Interview with Chern-Yue Boey, Senior Vice President, Asia-Pacific, SailPoint.

“I don't need to worry about identity theft because no one wants to be me,” once said stand-up comedian Jay London. Unfortunately, malicious hackers after health data would disagree.

Protecting and safeguarding your identity is key, especially in healthcare. The need for such protections is growing with the increased adoption of telehealth. During Covid-19, the accelerated use of telehealth and digital health tools for patient services has made providers re-examine their identity security infrastructure.

Chern-Yue Boey, Senior Vice President of Asia-Pacific at SailPoint, shares the importance of identity security.

Preventing fraud in telehealth


Telemedicine platforms in Singapore saw the number of daily users rise by more than 140 per cent in the first few months of 2020, according to a study by Bain & Company. The next phase of telehealth security is using consumer identity access and user verification to audit these interactions, says Boey.

Consumer identity management will help prevent fraud as it ensures three data points are being collected. In a hospital setting, the patient ID, records of the clinician accessing the patient file, and claims data, are all recorded, he explains.
But in most instances of telehealth, only clinician access and claims data are noted, he says. This could open payers to fraudulent procedural claims, where a healthcare provider could receive payment for a medical service that was never carried out, warns Boey.

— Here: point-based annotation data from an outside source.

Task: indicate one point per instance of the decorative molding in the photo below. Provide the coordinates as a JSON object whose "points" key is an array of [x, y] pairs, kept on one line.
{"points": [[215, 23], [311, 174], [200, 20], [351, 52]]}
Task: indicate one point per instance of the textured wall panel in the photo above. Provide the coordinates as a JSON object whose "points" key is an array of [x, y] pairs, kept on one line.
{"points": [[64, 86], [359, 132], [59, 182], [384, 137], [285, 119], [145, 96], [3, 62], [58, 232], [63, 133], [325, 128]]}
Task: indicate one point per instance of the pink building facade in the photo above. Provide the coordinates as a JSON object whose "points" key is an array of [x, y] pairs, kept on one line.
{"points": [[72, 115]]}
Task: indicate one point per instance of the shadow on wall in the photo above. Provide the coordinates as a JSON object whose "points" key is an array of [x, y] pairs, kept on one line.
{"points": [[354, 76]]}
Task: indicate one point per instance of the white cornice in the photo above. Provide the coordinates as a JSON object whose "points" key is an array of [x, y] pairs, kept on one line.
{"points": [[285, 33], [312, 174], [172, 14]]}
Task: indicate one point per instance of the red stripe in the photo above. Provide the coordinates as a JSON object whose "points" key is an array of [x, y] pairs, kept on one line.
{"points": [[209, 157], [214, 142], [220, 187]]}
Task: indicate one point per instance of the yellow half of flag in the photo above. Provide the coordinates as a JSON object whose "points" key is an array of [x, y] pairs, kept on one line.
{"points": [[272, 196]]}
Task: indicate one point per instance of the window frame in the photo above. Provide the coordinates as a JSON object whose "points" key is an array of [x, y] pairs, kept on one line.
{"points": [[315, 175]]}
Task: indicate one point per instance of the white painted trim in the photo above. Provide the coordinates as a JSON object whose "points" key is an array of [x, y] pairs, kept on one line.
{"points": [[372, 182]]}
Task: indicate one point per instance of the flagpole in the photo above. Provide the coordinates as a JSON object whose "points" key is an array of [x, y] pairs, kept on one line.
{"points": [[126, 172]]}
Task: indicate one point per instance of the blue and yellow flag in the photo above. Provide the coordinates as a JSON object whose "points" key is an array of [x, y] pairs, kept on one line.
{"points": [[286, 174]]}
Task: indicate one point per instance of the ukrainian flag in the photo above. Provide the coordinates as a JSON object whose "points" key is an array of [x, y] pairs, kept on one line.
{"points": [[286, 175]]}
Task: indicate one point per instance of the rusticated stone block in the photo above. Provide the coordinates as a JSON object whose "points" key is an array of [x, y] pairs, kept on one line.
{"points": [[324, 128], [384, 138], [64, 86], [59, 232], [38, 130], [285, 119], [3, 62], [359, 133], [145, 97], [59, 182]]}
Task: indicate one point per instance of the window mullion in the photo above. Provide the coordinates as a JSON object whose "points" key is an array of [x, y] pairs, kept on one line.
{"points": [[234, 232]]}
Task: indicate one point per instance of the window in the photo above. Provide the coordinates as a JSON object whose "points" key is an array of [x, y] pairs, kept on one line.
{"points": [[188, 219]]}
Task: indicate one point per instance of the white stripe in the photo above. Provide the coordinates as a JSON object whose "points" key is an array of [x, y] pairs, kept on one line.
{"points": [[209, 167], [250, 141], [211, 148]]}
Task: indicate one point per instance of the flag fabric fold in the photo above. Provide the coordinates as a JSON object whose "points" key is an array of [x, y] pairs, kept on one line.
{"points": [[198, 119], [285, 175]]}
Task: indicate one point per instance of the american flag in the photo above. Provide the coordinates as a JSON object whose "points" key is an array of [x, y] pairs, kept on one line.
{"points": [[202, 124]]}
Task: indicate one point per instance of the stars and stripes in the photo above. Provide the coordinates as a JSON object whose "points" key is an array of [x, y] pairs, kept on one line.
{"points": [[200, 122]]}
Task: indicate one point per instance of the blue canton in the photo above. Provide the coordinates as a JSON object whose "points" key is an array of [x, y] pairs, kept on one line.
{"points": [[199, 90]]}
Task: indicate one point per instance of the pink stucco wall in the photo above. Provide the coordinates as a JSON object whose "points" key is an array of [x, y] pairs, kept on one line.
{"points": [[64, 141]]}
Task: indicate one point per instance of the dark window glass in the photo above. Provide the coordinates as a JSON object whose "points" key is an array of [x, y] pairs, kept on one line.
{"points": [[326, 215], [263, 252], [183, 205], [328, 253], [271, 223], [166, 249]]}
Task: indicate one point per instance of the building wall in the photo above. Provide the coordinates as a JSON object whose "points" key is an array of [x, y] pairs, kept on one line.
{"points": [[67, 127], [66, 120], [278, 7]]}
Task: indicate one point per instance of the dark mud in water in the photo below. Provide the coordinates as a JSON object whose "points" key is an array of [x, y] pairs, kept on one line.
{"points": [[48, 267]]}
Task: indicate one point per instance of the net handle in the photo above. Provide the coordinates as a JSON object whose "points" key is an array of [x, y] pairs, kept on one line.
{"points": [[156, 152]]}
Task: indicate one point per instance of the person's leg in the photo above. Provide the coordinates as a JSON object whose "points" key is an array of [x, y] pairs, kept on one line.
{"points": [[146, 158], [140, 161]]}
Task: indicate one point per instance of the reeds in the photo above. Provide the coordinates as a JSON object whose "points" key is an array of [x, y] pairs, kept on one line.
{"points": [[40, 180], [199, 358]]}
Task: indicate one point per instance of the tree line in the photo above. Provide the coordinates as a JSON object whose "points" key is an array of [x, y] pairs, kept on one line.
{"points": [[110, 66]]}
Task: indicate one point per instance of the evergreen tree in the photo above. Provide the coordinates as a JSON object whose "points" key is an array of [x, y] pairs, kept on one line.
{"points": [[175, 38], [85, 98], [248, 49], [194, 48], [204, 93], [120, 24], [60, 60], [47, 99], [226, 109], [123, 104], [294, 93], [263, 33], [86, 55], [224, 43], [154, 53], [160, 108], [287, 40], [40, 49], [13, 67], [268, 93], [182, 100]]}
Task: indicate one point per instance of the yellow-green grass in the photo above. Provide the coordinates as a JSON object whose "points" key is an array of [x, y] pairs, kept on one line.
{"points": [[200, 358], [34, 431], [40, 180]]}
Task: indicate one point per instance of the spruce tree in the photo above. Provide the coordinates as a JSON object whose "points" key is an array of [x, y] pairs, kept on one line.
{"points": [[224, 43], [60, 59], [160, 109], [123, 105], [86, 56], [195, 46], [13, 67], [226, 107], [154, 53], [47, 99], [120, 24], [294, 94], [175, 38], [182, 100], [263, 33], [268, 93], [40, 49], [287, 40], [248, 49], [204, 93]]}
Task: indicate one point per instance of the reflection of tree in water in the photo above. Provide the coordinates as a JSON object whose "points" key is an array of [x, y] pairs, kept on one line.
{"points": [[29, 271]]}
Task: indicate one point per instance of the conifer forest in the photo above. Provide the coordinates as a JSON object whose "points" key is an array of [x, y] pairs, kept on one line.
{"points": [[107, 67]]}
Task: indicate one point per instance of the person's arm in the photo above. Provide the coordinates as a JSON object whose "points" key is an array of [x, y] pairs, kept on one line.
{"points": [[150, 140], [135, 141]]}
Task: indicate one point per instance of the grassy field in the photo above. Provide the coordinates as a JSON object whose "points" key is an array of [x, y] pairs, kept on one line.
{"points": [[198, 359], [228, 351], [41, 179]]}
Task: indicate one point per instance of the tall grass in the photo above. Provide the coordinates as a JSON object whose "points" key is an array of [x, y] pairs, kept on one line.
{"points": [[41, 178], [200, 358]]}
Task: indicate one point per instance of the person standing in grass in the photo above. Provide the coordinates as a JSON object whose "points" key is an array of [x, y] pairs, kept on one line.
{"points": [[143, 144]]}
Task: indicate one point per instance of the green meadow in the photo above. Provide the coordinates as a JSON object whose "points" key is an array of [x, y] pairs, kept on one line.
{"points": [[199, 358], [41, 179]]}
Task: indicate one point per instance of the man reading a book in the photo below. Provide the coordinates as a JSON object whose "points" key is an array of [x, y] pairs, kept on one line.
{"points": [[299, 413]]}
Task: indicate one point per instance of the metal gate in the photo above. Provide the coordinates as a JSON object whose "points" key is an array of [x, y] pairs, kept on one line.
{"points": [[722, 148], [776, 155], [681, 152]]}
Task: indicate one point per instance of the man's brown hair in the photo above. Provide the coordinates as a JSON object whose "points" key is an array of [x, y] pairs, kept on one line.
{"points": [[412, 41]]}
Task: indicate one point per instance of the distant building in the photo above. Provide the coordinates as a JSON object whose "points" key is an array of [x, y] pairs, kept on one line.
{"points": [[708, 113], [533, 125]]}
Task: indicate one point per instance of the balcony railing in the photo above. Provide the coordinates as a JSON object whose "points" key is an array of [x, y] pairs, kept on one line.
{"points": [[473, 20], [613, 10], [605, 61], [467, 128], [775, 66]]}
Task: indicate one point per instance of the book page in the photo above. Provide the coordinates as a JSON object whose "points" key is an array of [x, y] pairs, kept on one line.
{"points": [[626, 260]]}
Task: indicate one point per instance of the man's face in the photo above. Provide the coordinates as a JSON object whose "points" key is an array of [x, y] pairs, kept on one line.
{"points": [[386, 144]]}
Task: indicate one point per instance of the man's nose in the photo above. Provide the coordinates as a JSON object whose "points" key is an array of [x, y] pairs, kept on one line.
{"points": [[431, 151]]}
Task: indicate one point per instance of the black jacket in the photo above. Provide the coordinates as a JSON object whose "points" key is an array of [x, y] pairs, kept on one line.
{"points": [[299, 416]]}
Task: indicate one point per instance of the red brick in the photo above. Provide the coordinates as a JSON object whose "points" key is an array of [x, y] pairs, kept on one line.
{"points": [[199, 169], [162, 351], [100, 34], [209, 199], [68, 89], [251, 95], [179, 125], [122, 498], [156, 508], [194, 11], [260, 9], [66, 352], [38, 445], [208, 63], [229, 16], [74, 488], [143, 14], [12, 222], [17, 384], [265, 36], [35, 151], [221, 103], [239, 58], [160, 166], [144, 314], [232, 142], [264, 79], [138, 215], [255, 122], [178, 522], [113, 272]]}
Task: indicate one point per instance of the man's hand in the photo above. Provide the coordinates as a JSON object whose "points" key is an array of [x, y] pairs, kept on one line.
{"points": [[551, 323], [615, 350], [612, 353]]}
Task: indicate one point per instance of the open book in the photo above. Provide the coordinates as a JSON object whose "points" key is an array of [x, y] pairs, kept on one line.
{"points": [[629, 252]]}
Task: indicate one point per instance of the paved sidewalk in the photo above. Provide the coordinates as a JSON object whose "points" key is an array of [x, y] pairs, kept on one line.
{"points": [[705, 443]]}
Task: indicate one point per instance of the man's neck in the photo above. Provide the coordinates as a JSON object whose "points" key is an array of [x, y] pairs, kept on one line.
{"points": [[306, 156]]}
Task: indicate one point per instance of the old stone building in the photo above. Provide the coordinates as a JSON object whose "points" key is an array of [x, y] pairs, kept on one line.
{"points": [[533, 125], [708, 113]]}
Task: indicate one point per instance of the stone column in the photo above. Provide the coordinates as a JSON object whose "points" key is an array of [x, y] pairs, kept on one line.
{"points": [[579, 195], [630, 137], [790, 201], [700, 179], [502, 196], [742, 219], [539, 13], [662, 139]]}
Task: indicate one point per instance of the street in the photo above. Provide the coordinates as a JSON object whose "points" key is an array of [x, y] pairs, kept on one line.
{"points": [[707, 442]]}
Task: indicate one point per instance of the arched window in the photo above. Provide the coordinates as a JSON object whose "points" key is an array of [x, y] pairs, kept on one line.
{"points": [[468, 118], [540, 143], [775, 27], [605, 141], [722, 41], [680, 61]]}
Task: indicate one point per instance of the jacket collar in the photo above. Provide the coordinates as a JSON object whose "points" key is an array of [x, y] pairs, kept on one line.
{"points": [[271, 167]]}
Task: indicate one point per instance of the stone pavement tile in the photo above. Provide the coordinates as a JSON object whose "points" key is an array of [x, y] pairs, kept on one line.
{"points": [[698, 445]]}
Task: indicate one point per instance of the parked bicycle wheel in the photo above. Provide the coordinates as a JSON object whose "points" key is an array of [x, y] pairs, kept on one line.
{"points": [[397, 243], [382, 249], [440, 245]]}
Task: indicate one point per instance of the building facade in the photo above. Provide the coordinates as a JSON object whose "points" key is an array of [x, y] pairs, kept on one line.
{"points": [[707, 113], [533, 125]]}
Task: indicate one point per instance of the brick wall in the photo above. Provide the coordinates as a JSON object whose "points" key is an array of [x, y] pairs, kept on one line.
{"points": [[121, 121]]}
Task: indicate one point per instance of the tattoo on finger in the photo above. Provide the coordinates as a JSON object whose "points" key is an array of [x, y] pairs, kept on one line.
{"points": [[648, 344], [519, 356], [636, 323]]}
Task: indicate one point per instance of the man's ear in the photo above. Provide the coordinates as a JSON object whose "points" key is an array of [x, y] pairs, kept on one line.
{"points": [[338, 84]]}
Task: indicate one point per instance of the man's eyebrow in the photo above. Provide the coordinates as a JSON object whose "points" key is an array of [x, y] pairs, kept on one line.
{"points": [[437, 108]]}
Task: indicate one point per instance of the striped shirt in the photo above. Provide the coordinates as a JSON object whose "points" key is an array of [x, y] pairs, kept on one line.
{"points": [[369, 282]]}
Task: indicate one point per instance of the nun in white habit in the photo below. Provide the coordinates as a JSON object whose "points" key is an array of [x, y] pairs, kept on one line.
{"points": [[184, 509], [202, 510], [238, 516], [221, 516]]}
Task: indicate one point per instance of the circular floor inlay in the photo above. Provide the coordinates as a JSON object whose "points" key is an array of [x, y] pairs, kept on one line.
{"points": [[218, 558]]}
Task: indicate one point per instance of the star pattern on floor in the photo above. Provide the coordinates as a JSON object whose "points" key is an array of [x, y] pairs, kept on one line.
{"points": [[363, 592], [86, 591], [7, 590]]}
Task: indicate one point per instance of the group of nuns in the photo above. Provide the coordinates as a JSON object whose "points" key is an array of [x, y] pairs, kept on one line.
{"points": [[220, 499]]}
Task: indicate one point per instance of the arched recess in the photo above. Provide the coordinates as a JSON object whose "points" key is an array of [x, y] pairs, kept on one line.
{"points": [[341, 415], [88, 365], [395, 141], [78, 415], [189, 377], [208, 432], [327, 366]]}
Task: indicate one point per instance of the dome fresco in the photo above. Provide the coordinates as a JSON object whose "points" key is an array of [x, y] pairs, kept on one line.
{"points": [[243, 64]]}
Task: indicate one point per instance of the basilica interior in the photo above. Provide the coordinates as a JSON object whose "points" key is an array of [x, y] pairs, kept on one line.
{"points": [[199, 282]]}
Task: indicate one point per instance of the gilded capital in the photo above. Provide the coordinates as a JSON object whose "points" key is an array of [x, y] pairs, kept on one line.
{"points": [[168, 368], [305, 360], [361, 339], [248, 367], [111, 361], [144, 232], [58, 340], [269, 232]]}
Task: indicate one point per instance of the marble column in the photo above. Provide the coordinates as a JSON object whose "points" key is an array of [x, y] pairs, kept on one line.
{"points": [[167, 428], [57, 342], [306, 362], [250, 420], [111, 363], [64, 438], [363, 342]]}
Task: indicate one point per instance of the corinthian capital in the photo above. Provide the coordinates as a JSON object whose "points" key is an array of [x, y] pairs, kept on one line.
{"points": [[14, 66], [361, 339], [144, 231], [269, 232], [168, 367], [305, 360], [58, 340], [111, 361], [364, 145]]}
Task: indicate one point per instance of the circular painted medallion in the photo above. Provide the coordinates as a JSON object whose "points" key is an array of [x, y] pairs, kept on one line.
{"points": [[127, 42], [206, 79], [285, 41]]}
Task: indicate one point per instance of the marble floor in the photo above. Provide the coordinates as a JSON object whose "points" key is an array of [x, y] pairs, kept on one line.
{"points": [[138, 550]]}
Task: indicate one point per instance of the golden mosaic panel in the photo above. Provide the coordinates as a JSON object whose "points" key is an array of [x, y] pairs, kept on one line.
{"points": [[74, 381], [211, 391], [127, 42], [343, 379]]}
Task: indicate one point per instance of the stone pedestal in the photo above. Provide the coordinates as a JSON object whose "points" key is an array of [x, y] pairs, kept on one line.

Ensuring that patient identity is recorded verifies who was treated, when the treatment was carried out and what is being billed, he advises. This gives payers greater confidence to pay for telehealth services without worrying about fraudulent claims.

At the beginning of the pandemic, most telehealth systems reached capacity and didn’t have the appropriate security features to handle the surge in e-visitors, says Boey. To improve patient privacy during e-visits, many health providers started to use identity security tools with enhanced access and permission features.

How healthcare is responding


Healthcare organisations around the world have adopted identity security to bolster their system’s protections. Orizon handles financial transactions for 43 healthcare insurance companies across Brazil, but couldn’t meet the requirements of new data protection laws, they wrote.

New users on Orizon’s systems were given the same access permissions as their colleagues in the same role. The organisation needed to establish a secure identity system for its 1,100 staff working across 40 different data systems.
By implementing an identity management tool, they were able grant and revoke access to users, which “helps a lot” with abiding by the data protection laws, said Ricardo Zeviani, Information Security Superintendent at Orizon.

Orizon saw an 80 per cent reduction in data errors relating to identity management as the system took over the previously manual process, reducing human error. The system is expected to reduce service desk calls by 30 per cent once fully implemented, said Zeviani.

Integris Health also faced a security challenge as employees and external contracts could access clinical systems without an access management system. The Oklahoma-based healthcare organisation wanted to give every system user greater visibility to IT management.

They implemented a system which allowed for more identity recognition. The system met regulatory and audit requirements, and boosted efficiency for IT staff and healthcare workers, they reported.

The challenge of protecting personally identifiable information (PII)


Only 20 per cent of protected health information sits neatly in structured data storage, says Boey. This means that 80 per cent of data such as clinician notes and radiological images are unprotected and unmonitored, he explains.

Not only that, but hospitals cannot dispose of this data like other industries due to data retention rules, creating large volumes of data. After hospitals adopted the cloud to deal with this immense volume, another problem emerged.
Different sets of rules apply to data stored on-premise and data stored on the cloud. This complex process led IT departments to grant too much access, allowing individuals to see information they shouldn’t, Boey explains.

This disconnect between cybersecurity rules, data creation, and cloud storage is a security “Achilles heel”, he says. This ultimately makes healthcare organisations vulnerable to hacking, he continues.

Identity security is essential for an overall cybersecurity roadmap, warns Boey. Ransomware also accounts for nearly 50 per cent of the data breaches in the healthcare sector. More than 40 per cent of healthcare organisations who have had a data breach state that the theft of consumer data is a major concern.

There’s no running away from the challenges of identity security. Healthcare organisations must ensure that systems are in place to grant and record access to the relevant individuals, preventing internet-enabled fraud and hacking attacks.